Я медленно сгораю, я не сплю и не ем, ночи и дни напролет думаю о вас, и ваш телесный образ божественно наполняет мою душу! О, розоперстая Эос! заря утренней моей жизни! Если бы я был Гомер, я написал бы „Серафиаду“ и воспел бы вас героически! „Эннепэ, Муза, полютронон гос мала полля!“ – как поет Гомер Одиссея!

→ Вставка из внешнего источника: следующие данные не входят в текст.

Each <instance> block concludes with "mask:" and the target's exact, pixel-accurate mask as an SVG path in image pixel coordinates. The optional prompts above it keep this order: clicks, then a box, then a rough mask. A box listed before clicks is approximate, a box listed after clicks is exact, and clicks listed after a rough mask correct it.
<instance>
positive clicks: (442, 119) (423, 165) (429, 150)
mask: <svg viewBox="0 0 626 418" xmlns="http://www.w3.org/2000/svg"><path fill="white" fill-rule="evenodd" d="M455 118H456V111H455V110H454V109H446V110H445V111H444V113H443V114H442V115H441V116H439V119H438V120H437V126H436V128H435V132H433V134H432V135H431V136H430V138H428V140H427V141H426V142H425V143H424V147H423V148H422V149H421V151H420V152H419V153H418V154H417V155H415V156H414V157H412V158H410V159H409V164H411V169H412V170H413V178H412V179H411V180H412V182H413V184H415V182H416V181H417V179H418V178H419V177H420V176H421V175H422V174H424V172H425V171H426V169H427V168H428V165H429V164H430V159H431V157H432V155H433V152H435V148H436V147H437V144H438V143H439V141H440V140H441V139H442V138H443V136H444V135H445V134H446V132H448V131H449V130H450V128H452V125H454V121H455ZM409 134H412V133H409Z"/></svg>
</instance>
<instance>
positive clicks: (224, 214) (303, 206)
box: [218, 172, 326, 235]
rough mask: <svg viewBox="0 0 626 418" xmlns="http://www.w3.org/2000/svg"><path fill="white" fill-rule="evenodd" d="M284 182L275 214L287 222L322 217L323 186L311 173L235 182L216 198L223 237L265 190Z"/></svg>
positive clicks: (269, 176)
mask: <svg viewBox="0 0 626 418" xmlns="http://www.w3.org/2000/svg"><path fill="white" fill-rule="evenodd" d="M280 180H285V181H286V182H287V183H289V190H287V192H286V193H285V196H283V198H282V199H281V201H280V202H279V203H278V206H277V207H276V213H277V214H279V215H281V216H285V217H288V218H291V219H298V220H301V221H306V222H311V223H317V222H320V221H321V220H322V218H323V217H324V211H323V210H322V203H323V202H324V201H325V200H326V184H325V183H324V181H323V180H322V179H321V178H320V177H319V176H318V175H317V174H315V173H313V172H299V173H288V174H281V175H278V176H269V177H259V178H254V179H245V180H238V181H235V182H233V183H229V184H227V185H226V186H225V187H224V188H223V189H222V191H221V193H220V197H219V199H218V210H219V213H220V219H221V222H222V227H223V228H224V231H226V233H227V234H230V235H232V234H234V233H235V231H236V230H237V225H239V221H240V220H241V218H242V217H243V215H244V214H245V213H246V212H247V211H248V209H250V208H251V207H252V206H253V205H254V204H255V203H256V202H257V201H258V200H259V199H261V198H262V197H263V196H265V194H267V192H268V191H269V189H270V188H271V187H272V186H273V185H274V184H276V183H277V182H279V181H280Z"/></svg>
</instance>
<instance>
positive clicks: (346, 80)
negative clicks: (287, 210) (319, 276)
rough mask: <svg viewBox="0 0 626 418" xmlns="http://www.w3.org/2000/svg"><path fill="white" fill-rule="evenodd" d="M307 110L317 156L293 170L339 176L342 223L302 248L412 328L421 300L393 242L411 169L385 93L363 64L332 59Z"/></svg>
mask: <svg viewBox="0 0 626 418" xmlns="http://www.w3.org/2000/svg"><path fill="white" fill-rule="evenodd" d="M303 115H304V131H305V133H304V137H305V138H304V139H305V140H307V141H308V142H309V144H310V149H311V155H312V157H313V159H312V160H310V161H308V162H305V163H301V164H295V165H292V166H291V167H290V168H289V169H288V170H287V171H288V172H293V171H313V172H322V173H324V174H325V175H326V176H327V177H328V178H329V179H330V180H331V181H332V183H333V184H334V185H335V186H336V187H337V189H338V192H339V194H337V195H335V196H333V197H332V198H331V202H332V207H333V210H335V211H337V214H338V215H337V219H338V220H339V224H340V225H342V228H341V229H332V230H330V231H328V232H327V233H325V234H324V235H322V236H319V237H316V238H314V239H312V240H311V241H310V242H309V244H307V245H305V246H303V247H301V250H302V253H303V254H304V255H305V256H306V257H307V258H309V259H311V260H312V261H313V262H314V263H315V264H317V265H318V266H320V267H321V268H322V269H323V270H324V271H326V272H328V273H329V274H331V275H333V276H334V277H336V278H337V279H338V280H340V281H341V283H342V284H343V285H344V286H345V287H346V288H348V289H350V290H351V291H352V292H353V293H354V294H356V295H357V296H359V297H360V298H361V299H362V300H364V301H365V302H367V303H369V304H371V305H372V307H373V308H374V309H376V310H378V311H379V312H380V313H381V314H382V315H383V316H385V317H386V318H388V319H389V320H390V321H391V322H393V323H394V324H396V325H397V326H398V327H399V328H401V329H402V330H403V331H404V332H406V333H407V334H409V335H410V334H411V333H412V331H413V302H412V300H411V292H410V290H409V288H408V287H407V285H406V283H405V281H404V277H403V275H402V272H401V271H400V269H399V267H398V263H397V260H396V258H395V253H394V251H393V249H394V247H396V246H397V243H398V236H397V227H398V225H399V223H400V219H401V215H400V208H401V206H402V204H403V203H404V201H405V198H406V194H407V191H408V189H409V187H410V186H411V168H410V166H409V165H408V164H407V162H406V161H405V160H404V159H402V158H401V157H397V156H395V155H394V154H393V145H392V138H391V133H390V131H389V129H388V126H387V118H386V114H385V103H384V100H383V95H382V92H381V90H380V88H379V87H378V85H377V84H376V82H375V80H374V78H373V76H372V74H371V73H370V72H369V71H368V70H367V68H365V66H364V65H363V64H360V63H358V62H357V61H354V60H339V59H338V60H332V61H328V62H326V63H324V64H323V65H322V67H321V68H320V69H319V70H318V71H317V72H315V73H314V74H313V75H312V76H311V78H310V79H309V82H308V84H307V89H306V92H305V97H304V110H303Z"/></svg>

Отныне я ваш Гомер! И вы… о, вы должны бытьмоей\Вся вы, и ваша бессмертная душа, и ваше прекрасное и бессмертное для меня и святое тело! да, тело богини Венеры! Я безумствую, я целую ноготки ваших пальчиков и ваши каблучки! Простите безумного сумасброда, я в каком-то вихре! Ваш Тон. Так меня зовут. Я не люблю, когда прибавляют „Ан“. Некоторые зовут меня Тоничка… и, кажется, влюблены в меня. Но что же мне делать с сердцем?!»
Были еще приписки, и заканчивалось стихами:
Мне незнакома женщин ласка,
Но слово «женщина» – как сказка!
XXIII
Был вечер. Я подошел к парадному, бросил письмо в прорезь и решительно позвонился. Увидят или не увидят – мне было безразлично.
Гришка, оказывается, дежурил, но, должно быть, дремал, когда я прошел к парадному, а я проглядел его.
– Чего к бабкам-то звонились? – спросил он меня с усмешкой. – Для прахтики?
– Да… просили знакомые передать письмо… – нашелся ответить я. – Хотят акушерку пригласить!
– Сказывайте, знако-мые!… – сказал плутовато Гришка. – Чего-нибудь такое. Портнишечка, что ль, какая?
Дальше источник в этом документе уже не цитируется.